Política

O aliado de Alcolumbre no tombo de R$ 400 milhões com papéis do Master

José Milton Gonçalves era conselheiro do Amapá Previdência até o fim de 2025; ele já respondia por malversação em outro fundo

Um servidor público ligado ao presidente do Senado, Davi Alcolumbre (União-AP), foi um dos responsáveis pelo prejuízo de R$ 400 milhões do Amapá Previdência com títulos do Banco Master sem garantia.

O Amapá Previdência é o instituto responsável pela previdência complementar dos servidores do estado. José Milton Gonçalves tornou-se conselheiro do fundo a partir de indicação do governador Clécio Luís (Solidariedade). No entanto, ele é próximo de Davi Alcolumbre e de Josiel Alcolumbre, irmão do presidente do Senado.

No Congresso, políticos de oposição coletam assinaturas para tentar dar início a uma CPMI do Banco Master.
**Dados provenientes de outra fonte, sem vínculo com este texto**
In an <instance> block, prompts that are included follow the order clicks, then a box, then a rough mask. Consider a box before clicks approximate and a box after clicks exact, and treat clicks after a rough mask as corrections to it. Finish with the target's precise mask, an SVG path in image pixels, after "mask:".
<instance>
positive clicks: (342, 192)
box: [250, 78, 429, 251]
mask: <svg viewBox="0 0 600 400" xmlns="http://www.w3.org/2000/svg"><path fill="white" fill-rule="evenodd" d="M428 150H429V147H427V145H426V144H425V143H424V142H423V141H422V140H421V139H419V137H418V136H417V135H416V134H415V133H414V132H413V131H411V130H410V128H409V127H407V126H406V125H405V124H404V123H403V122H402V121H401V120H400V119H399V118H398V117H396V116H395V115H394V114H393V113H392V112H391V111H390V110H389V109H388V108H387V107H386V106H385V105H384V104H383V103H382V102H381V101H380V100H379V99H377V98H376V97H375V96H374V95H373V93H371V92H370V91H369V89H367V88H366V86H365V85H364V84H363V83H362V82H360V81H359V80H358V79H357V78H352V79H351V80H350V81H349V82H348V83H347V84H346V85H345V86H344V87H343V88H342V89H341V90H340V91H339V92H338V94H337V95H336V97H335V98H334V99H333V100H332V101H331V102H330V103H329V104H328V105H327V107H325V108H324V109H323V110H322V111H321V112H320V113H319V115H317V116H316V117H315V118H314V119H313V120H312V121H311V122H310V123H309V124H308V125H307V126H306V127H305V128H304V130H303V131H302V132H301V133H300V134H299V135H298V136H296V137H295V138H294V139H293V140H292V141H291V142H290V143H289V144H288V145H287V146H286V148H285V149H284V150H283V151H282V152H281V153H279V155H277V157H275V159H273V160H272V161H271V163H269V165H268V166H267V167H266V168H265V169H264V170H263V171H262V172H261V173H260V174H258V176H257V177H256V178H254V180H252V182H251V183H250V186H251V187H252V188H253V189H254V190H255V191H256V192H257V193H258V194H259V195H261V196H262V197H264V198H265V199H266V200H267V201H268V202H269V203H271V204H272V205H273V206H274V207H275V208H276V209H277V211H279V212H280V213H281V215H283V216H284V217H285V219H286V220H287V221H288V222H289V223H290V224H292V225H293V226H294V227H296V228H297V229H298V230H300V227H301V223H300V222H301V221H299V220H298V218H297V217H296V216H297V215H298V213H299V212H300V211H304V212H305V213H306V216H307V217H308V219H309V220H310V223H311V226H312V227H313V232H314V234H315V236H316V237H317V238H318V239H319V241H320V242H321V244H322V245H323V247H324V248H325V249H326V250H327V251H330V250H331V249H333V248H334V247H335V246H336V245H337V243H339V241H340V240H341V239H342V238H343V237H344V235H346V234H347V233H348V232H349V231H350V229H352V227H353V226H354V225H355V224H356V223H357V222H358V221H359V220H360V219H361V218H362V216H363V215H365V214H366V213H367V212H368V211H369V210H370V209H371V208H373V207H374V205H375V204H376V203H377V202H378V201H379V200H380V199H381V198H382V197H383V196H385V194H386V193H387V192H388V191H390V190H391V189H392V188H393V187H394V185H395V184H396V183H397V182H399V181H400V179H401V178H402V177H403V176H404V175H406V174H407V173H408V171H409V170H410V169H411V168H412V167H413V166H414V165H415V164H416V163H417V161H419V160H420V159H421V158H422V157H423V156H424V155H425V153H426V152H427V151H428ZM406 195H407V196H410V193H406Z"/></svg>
A criação deste colegiado, no entanto, depende do aval de Davi Alcolumbre.

Em abril de 2024, Milton postou em seu perfil no Instagram uma foto com Josiel Alcolumbre. “Um amigo que encontramos no supermercado”, escreveu ele.

Em março de 2025, postou uma foto do próprio filho com Josiel e assinalou: “Um grande amigo”. Em uma outra publicação, de abril de 2024, escreveu: “Meu filho admira muito o que o @josielalcolumbre_ pelo que ele faz pelos adolescentes e jovens”. “Obrigado pelo carinho”, respondeu Josiel.

Por meio da assessoria de imprensa, Davi Alcolumbre disse não ter nenhuma relação com José Milton Gonçalves. A assessoria afirmou ainda que Josiel Alcolumbre tem o hábito de posar para fotos com várias pessoas, por já ter sido candidato a prefeito da capital.

Milton chegou ao cargo mesmo respondendo a uma ação penal por crimes contra o sistema financeiro e gestão temerária de recursos previdenciários. A acusação diz respeito à atuação dele em outro fundo previdenciário, o Macapá Previdência, que cuida da aposentadoria dos servidores da capital amapaense.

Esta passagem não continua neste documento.